SOUTH PORTLAND — With no action on a cybersecurity bill in Congress, U.S. Sen. Angus King held a briefing Tuesday at Texas Instruments to share federal pointers on how small businesses can protect themselves from a costly data breach.
The briefing to about 150 people, many working in IT in Maine, detailed guidelines developed by the U.S. Department of Commerce in 2014 in response to a 2013 executive order signed by President Obama.
“So far, we’ve been dodging bullets,” King said Tuesday morning, referring specifically to a massive data breach at the Office of Personnel Management revealed in June. “That was a serious hit, but it didn’t bring down the economy.
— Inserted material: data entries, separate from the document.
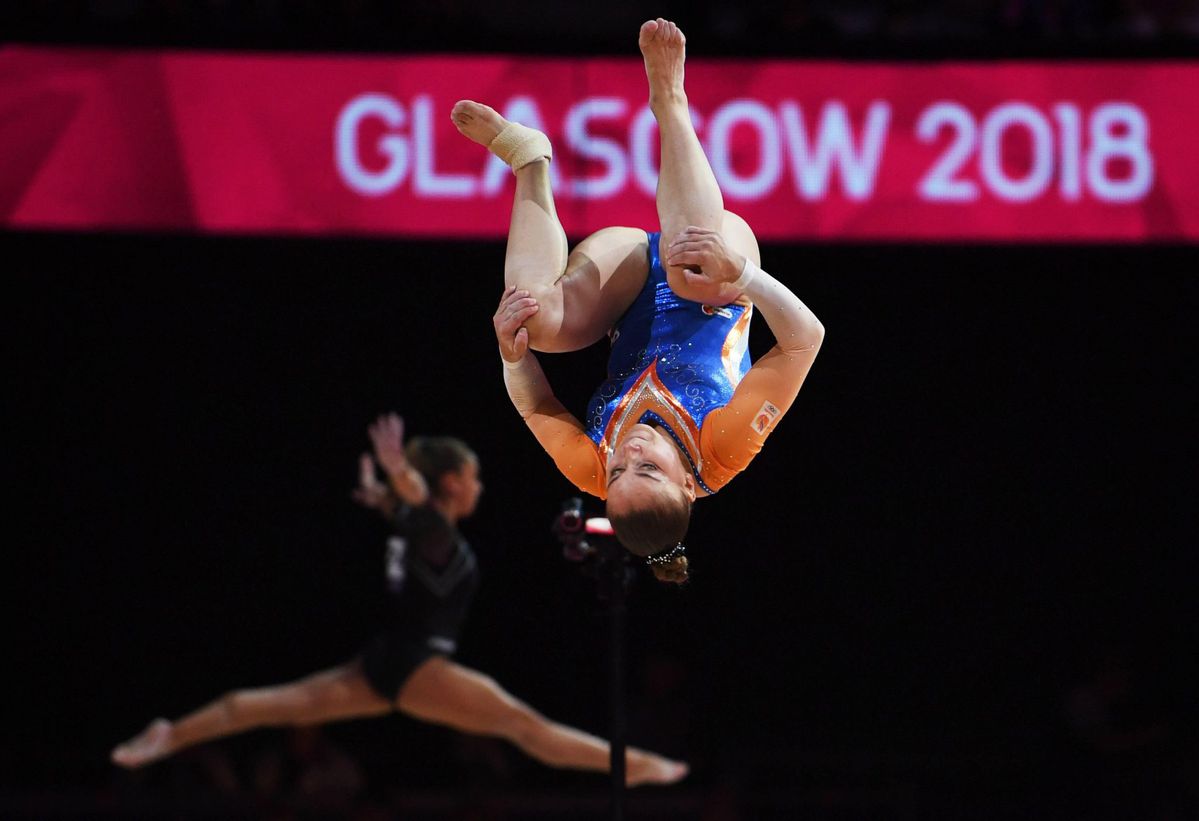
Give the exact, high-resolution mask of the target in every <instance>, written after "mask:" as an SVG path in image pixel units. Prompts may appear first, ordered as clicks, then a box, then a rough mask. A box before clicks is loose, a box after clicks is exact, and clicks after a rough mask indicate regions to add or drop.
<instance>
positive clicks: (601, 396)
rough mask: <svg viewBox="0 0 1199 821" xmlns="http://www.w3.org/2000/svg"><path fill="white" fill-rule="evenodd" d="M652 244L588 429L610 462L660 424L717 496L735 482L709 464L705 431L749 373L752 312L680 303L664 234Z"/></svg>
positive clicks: (598, 388)
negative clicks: (722, 490)
mask: <svg viewBox="0 0 1199 821" xmlns="http://www.w3.org/2000/svg"><path fill="white" fill-rule="evenodd" d="M649 240H650V271H649V276H647V277H646V279H645V286H644V288H643V289H641V291H640V294H638V296H637V298H635V300H634V301H633V304H632V306H629V308H628V310H627V312H625V315H623V316H621V318H620V320H619V321H617V322H616V326H615V327H614V328H613V331H611V354H610V356H609V357H608V379H605V380H604V381H603V384H601V385H599V387H598V388H597V390H596V392H595V394H594V396H592V397H591V402H590V403H588V412H586V418H585V421H584V425H585V428H586V434H588V436H589V437H590V439H591V441H592V442H595V445H596V447H597V448H598V449H599V454H601V457H602V459H603V461H604V463H607V455H608V452H609V449H610V447H611V445H614V443H615V442H616V441H617V440H619V439H620V435H621V431H622V430H623V429H625V428H626V427H627V425H632V424H635V423H639V422H640V423H645V424H656V425H661V427H662V428H663V429H664V430H667V431H668V433H669V434H670V435H671V436H673V437H674V440H675V442H676V443H677V445H679V446H680V447H681V448H682V452H683V453H685V454H686V455H687V459H688V460H689V463H691V470H692V473H693V475H694V477H695V481H697V483H698V484H699V487H700V488H703V490H704V491H706V493H709V494H711V493H716V490H717V489H718V488H719V487H721V485H723V484H724V483H725V482H727V481H728V479H729V478H731V475H729V476H724V473H725V472H727V471H721V470H713V469H716V467H718V466H716V465H707V464H705V463H706V461H709V460H710V457H709V454H706V453H705V451H706V448H704V447H703V446H701V441H700V430H701V429H703V427H704V422H705V419H706V418H707V416H709V413H711V412H712V411H713V410H717V409H719V408H724V406H725V405H728V404H729V400H730V399H731V398H733V392H734V390H735V388H736V386H737V384H739V382H740V381H741V379H742V378H743V376H745V375H746V373H747V372H748V370H749V350H748V342H749V333H748V331H749V319H751V315H752V313H753V307H752V306H749V304H748V303H747V302H741V303H731V304H728V306H722V307H712V306H706V304H700V303H698V302H691V301H688V300H683V298H680V297H679V296H676V295H675V292H674V291H673V290H671V289H670V285H669V284H668V283H667V272H665V270H664V268H663V267H662V260H661V259H659V252H658V240H659V234H657V233H652V234H650V235H649ZM734 472H735V471H734Z"/></svg>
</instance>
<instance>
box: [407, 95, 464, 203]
mask: <svg viewBox="0 0 1199 821" xmlns="http://www.w3.org/2000/svg"><path fill="white" fill-rule="evenodd" d="M412 141H414V143H415V145H416V173H415V174H414V175H412V187H414V188H415V189H416V193H417V194H424V195H427V197H448V198H454V199H465V198H469V197H472V195H474V194H475V186H476V183H475V177H472V176H469V175H465V174H438V171H436V169H435V168H434V165H435V164H436V139H435V138H434V135H433V98H432V97H429V96H428V95H421V96H420V97H416V98H415V99H414V101H412Z"/></svg>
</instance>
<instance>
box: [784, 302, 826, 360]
mask: <svg viewBox="0 0 1199 821" xmlns="http://www.w3.org/2000/svg"><path fill="white" fill-rule="evenodd" d="M803 313H805V318H803V321H802V322H799V324H797V325H796V327H795V330H794V331H793V332H791V333H790V334H789V336H788V338H787V339H783V340H779V342H781V345H779V346H781V348H783V350H785V351H788V352H796V354H799V352H806V351H818V350H820V345H821V343H824V322H821V321H820V320H819V319H817V316H815V314H813V313H812V312H811V310H805V312H803Z"/></svg>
What keeps me up is an attack on the financial system or electrical system or gas pipeline system that could bring this country down just like a military attack.”
King voted as a member of the Senate Intelligence Committee to pass a bill creating a law allowing private companies to redact and share information with other companies and the U.S. government for cybersecurity purposes.
The bill that cleared committee in a 14-1 vote did not make it to the Senate floor, but King said he expects a vote on the legislation later this year.
King said Tuesday that he will continue to press Congress to pass such legislation as businesses in various sectors — health care, finance, education, consumer products — have expressed concern to his office about data breaches or cyber-attacks of the kind that have hit major U.S. retailers in recent years.
Maine State Chamber of Commerce President Dana Connors said that Tuesday’s briefing provided businesses guidance in protecting from cyber-attacks.
“Maine is home to some of the best and most innovative businesses in the country, but they recognize that, like everyone else, they’re not immune to the threat of a cyber-attack,” Connors said in a prepared statement.
A study by antivirus software maker McAfee and the Center for Strategic and International Studies estimated that economic losses from cybercrime total more than $445 billion per year globally.
The Maine Credit Union League estimated that data breaches in the past year have cost its members about $2.5 million, between replacing credit and debit cards and covering fraudulent payments.
King was joined Tuesday by the Homeland Security Department’s Assistant Secretary for the private sector, Jose Raul Perales, and the department’s Northeast Cyber-Security Advisor Michael Leking.
Perales said the department has advocated and developed protocols for the private sector but also brought executives from companies like Disney in to provide recommendations.
“Why Disney?” Perales said Tuesday morning. “Who has the longest queues in the world?”
Perales said DHS plans to launch pilot projects in a few airports later this fall based on recommendations from a range of private sector leaders to make the airport screening process more efficient. On cybersecurity, Perales said the department hopes to develop a similar relationship with the private sector.
The Commerce Department in 2014 released details of a voluntary program that aims to get owners and operators of Internet network infrastructure to adopt a set of cybersecurity standards.
For small businesses and startups, the Department encourages businesses to assess its risk, using questions in five different areas:
— addressing known software vulnerabilities using the National Vulnerability Database ( nvd.nist.gov).
— determining what threats or incidents it tracks directly and which monitoring activities it outsources to other vendors.
— determining whether any essential business functions could be affected by a cyber-attack and creating contingency plans and procedures for such an attack.
— taking part in industry or regional groups that share information on cybersecurity strategies.
— use existing programs such as the Department of Homeland Security’s Enhanced Cybersecurity Services and its Critical Infrastructure Information Sharing and Collaboration Program.
The Homeland Security Department also refers business owners to a free 30-minute online training from the U.S. Small Business Administration on cybersecurity measures.
The Maine Cyber Security Cluster at the University of Southern Maine also has a guide for small businesses seeking to evaluate and protect themselves from cyber-attacks. It also maintains a news group of reported vulnerabilities atgroupspaces.com/CyberSecurityOrg.
The University of Maine System last year was the first public university system in the country to receive a stamp of approval from the U.S. National Security Agency and Homeland Security for its cybersecurity programs.
Perales said the briefing in Portland was part of an effort by federal homeland security administrators to increase collaboration from the private sector in protecting infrastructure from cyberattacks.
“We need the talent and creativity of all of you to help us in this mission,” Perales said.